La primera pista fue la voz tensa del mensaje de Milo a las ocho de la mañana, sin ningún detalle:

«Necesito que veas una cosa, Alex. En esta dirección».

Una hora después me identifiqué ante el agente de uniforme que custodiaba la entrada, precintada con cinta policial. Hizo una mueca apenada:

—Ahí arriba, doctor.

Señaló el segundo piso de un dúplex azul cielo, rodeado de marrón chocolate, y luego dejó caer la mano hasta su cinturón de oficial, como si se dispusiera a defenderse.

Era un edificio antiguo y bonito, la clásica arquitectura de la California española, aunque pintado de un color equivocado. Tampoco parecía normal el silencio de la calle, cortada por ambos extremos. Había tres patrulleros y un Ford LTD de color hígado aparcados de cualquier manera sobre el asfalto. Todavía no había llegado ninguna camioneta de la policía científica ni ningún vehículo del forense.

—¿Feo? —pregunté.

El uniformado dijo:

—Probablemente habrá alguna palabra que lo describa mejor, pero esa misma podría valer.

* * *

Milo estaba en el rellano, junto a la puerta, sin hacer nada.

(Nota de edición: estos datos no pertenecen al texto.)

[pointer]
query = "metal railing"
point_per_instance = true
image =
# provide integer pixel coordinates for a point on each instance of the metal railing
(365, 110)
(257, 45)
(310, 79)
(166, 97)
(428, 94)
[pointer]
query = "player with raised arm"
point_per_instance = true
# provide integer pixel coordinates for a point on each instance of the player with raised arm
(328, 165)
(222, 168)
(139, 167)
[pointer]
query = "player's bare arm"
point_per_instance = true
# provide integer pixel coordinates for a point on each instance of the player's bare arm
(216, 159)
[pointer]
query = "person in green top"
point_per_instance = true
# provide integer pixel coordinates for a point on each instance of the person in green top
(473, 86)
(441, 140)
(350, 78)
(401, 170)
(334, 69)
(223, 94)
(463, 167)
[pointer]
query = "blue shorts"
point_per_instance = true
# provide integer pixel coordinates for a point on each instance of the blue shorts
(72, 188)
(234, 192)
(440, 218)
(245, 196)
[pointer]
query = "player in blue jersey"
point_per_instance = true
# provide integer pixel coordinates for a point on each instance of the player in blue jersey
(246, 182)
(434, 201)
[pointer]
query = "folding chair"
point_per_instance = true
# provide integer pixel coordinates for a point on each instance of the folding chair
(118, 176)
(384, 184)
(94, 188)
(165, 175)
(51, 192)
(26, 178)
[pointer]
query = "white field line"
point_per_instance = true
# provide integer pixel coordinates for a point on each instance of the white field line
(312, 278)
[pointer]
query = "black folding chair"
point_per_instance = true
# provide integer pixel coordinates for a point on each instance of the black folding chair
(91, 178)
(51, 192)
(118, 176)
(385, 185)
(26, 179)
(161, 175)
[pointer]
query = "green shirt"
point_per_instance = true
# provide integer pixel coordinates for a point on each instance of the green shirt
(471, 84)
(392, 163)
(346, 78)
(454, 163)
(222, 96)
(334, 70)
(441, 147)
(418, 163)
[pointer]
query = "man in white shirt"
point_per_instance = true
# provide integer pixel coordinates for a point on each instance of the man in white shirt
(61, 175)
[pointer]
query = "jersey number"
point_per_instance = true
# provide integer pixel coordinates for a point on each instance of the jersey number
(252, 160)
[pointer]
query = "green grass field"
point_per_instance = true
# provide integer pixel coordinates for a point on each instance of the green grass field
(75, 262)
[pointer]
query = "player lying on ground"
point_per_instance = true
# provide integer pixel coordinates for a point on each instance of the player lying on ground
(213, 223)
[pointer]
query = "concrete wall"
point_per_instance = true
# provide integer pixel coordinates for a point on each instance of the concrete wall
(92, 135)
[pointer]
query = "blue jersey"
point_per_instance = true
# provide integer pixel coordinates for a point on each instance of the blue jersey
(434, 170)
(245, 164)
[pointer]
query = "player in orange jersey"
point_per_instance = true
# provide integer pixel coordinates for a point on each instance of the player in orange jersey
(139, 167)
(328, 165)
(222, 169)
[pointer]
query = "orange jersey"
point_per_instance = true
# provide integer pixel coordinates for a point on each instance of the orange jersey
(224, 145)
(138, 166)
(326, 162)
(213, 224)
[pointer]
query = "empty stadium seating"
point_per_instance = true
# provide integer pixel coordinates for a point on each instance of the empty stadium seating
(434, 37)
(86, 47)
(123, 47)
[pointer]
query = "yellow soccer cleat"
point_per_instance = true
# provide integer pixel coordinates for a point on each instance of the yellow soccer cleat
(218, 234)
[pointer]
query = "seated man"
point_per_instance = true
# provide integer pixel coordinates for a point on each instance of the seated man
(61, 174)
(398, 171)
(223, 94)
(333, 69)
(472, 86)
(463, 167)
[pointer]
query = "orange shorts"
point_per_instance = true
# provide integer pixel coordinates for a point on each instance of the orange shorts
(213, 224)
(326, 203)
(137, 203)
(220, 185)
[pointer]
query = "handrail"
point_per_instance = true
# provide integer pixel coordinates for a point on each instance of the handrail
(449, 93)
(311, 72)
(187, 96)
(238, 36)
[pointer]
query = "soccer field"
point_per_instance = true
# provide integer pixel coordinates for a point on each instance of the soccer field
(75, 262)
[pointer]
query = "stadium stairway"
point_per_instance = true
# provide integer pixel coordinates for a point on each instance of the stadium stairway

Sin fumar, ni tomar notas en su cuaderno, ni gruñir órdenes. Los pies plantados, los brazos en los costados, miraba alguna galaxia lejana.

En su cortavientos de nilón azul, la luz del sol rebotaba en ángulos extraños. Tenía el pelo negro y lacio, el rostro picado del mismo color y la misma textura que el requesón caducado. Una camisa blanca tan arrugada que parecía de crepé. Los pantalones de pana, del color del trigo, habían resbalado por debajo de la panza. La corbata era un triste harapo de poliéster.

Era como si se hubiera vestido con un antifaz puesto.

No reaccionó cuando me vio subir las escaleras. Cuando sólo estaba a seis pasos, dijo:

—Has venido rápido.

—Tráfico fluido.

—Perdón.

—¿Por qué?

—Por involucrarte.

Me pasó unos guantes y unos escarpines de papel.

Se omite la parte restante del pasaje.